Ah, the acid slightly intestinal fragrance of dishwater. I feel for you poor nose. I’ve taken to wearing gloves because I can’t stand that smell–as definite and recognizable as garbage or vomit or fart. No matter what’s in the garbage or the sink, the smell is so deadly and so consistent. We could bottle it. We could call it Organic Chrism–eau de toilette–and package it in red, yellow and blue bottles (depending on the detergent used in preparation). We could hire Heathers impersonators and have the appropriate 80s-color-coded Heather promote each varietal. “What’s your damage?” would be the ad campaign. Finally, we’d release the eau de parfum: the Veronica–more musky, less citrus, with barf accents replaced by bass notes of Drain-0 and milk. Our ad-line? “Want Big Fun?”

And this brings us to Mad Men, which I’m dying to hear your thoughts on. One more thing re: smells: Have you tried rubbing a lemon on your hands after? It helps! And if you squeeze it out onto a tomato with some olive oil and salt, it’s not even wasted.

I’m running off to read Gwendolyn Brooks’ thoughts on Dickinson, since I have to teach the latter this afternoon. That is all for now. Farewell, my lovely.

Fondly,
Millicent

The Thrill of the Hair

Dearest Carla Fran,

It’s so funny that you mention Joan, as I optically grope Ms. Holloway every time she’s onscreen myself–did so last night, in fact, when I watched Episode 1 of Season 2 on Hulu. (The photocopier!! And Don Draper has ED! This show just gets better.)

Sadly, my lissome redhead in no way resembles JH. She is a dimply beanpole. I realize that “spectacularly proportioned” might have conveyed a different impression, but in this case the spectacle is height–legs that go on forever, waist the size of my thigh, etc. She’s all fashionable angles without the teensiest bit of meat.

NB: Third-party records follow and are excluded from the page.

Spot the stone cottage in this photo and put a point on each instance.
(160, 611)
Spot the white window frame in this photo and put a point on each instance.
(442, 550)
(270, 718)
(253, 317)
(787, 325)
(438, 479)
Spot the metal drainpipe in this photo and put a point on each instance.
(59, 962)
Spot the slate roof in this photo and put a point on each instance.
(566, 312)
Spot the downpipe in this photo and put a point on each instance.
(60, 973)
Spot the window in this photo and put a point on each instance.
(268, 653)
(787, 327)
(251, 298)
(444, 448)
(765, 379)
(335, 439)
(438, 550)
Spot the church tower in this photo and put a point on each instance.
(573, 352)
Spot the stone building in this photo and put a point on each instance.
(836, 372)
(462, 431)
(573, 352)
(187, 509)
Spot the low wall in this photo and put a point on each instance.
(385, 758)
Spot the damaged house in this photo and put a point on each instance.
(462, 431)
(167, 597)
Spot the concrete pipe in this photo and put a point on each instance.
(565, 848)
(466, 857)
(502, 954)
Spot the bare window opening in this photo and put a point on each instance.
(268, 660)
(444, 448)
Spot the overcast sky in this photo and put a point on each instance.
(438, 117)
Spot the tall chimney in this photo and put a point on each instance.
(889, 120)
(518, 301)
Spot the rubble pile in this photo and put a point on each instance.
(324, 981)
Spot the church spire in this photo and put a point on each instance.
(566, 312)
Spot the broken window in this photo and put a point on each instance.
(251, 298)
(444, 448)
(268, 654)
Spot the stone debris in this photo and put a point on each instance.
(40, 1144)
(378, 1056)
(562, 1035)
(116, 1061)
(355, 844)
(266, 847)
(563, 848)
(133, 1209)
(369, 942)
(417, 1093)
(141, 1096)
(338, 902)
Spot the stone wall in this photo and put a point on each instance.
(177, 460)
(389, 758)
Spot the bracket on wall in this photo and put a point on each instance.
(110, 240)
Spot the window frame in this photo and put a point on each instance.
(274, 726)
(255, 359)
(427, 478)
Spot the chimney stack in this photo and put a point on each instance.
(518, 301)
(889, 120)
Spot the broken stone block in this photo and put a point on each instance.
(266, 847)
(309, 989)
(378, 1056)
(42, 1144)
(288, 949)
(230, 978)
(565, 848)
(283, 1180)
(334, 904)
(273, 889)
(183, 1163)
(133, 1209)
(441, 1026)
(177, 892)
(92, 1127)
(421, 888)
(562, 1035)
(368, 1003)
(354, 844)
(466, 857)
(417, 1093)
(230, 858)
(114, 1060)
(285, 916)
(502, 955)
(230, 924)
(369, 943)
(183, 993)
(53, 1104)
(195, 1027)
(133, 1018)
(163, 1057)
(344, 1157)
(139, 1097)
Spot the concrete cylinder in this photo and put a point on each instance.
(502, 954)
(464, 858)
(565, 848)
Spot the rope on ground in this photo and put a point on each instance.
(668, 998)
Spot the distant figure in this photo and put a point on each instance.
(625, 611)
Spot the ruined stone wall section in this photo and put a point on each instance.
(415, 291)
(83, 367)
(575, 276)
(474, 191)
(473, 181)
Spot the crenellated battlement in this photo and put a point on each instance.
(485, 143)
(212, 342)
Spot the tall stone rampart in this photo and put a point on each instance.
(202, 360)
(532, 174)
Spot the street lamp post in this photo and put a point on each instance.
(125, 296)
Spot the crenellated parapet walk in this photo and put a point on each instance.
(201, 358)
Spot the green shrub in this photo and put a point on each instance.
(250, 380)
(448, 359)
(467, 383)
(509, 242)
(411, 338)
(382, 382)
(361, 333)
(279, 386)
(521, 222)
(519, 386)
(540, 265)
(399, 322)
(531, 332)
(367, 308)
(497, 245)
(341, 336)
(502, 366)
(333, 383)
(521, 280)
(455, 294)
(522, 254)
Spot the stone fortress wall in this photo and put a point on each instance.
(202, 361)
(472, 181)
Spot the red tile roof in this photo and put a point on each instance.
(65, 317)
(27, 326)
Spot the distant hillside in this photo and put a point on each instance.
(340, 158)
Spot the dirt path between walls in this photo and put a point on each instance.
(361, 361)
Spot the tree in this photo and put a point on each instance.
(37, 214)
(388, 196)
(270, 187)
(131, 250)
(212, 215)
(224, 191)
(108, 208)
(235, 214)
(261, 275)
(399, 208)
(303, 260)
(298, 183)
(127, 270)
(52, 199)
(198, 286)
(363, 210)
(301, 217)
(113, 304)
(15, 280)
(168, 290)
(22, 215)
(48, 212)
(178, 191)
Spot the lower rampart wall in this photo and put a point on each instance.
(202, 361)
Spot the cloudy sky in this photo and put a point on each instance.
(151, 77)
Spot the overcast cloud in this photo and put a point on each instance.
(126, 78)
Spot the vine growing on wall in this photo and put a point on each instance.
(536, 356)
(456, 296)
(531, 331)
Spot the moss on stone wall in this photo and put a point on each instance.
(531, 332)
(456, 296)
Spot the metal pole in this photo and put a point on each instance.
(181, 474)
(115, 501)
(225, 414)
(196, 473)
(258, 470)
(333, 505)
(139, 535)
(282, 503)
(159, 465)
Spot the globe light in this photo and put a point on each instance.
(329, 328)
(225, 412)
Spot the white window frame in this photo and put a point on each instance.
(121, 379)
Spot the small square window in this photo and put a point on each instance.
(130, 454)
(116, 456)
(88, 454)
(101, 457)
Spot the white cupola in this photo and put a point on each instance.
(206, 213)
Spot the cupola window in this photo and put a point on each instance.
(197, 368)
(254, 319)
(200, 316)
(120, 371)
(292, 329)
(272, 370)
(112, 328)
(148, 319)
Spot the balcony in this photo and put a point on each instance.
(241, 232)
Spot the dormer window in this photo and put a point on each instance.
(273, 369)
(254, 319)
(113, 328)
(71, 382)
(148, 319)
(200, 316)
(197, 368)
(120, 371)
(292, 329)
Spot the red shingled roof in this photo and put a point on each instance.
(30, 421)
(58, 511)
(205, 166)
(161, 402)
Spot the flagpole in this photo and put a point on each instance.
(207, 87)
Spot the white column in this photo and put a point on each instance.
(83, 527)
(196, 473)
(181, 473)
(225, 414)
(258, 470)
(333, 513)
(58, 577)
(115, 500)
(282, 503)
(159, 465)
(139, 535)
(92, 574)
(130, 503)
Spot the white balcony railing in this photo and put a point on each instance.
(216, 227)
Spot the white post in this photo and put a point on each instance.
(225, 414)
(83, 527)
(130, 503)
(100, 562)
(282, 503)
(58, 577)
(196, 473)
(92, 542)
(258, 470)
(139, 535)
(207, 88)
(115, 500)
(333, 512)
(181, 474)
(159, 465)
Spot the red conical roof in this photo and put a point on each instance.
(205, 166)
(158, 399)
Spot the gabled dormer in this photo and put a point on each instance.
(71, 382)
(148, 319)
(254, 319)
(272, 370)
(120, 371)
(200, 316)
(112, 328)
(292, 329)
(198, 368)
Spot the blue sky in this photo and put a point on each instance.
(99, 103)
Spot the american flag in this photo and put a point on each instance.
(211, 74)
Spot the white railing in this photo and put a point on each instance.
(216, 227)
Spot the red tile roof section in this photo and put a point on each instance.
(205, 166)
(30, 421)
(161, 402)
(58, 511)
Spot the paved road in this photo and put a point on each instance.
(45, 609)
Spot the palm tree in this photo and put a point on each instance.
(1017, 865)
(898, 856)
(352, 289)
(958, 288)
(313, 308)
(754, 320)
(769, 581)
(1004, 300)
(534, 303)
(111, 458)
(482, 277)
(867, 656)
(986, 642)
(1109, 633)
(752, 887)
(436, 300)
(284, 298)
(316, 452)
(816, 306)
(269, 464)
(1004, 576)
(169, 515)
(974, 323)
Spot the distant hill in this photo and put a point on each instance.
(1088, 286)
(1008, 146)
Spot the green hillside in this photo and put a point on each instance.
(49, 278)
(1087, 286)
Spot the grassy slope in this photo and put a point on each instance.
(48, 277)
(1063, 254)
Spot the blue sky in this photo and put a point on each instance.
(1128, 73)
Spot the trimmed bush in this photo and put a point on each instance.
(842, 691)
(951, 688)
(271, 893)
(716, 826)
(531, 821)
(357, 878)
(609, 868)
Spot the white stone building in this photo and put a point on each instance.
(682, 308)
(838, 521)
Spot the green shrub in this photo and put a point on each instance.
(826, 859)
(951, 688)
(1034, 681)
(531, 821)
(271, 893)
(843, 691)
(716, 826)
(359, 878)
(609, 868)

I’m enthralled with your synopsis of The Thrill of it All starring Ms. Day and her character’s upstart pretensions. The storyline reminds me a little of Betty’s attempt to reenter the modeling world on Season 1 of Mad Men. (Speaking of which, can hulu be an alternative to our Netflix Browse Instant column, which I’m strongly in favor of?)

Just thinking of a foam-filled room is making this sweltering day a little more bearable.

Why don’t we stay retro a little longer?

That’s my cousin during her vacation in Cadiz. Everything about this look makes me sigh a little.

Here, in contrast, I’ve had two people ask me–in bars–“So, you’ve decided on the long hair, huh?” I’ve never really regarded growing hair as a decision. I regard haircuts as decisions. But suddenly my hair has crossed some threshold, and people I haven’t seen in a month or two are reacting as if I returned to campus with a buzz cut. Perplexing.

I love Doris Day’s hair. However, not being a blonde, I would settle for straight straight and shiny shiny.

It’s a delight to hear from you every day, dear CF. That is all.